I have been putting this off for a lifetime because loving yourself is hard work, and I am not very good at it. Some days I fall apart, and I find myself repeating mantras of shame and fear. I have also been putting off writing this essay because I don’t know how to talk about hating my body without giving you permission to hate it, too. It is not easy to move through the world as a fat person – everyone has an opinion and a judgement and everyone feels free to tell you that your body is wrong and that you are wrong, too. So right now, because it is hard enough for me to be kind to myself, living day to day among real people who want to tell me how to be, I’m not ready to take on the burden of defending myself against the internet, too.

This is the part where you expect me to defend myself, to explain to you how, while running a small business and writing a dissertation, I don’t have the time or energy to focus on losing weight. I have to justify that I am going to the gym and not eating ice cream every day. You want me to convince you that I am a “virtuous” fat person, that my circumstances are beyond my control, that I don’t actually want to be fat. But I’m not going to indulge you. It doesn’t matter whether these things are true or not, I am a virtuous fat person because I am a virtuous person. It doesn’t matter why I’m fat. It doesn’t matter that I am fat. You need to learn to see my fatness not as a referendum on my worthiness to exist, but simply as something as neutral as the color of my sweater.
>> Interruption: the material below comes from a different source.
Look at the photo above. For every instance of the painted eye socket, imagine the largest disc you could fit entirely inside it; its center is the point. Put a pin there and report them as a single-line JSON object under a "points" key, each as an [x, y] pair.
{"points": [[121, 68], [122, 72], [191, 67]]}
You don’t get to hate my body. My body is not yours to care about, it is mine. My body is amazing. It can fight off disease and balance in crow pose and climb mountains and seduce people. I can laugh and sing and speak and cry and dance. I know how to tie knots and fold cootie catchers. I have amazing eyes and gorgeous breasts and I look damn good in sundresses. And whether I lose weight or gain weight, I am staying right here in this body. I am going to finally, joyfully, learn to love it. I am done being cruel to my body. I want it to just be, to just work. I don’t want to spend the rest of my life worried about how I look, while I should be worried about earning tenure, changing the world, and watching my nieces grow up.

I don’t have an ending or a way to tie this up other than to say that I am still a work in progress. I am not done figuring out how to exist in this world in this body, and I’m not sure that I ever will be. I hope that I don’t wake up on my 80th birthday and hate how my thighs look, but I don’t have any guarantees. Our hang-ups and our struggles never really go away, they just become more manageable. I am trying to manage. I am doing okay.

Kelly is an education researcher and Model UN super nerd who lives in Baltimore. She loves food but hates mashed potatoes, and her favorite Power Puff Girl is Buttercup.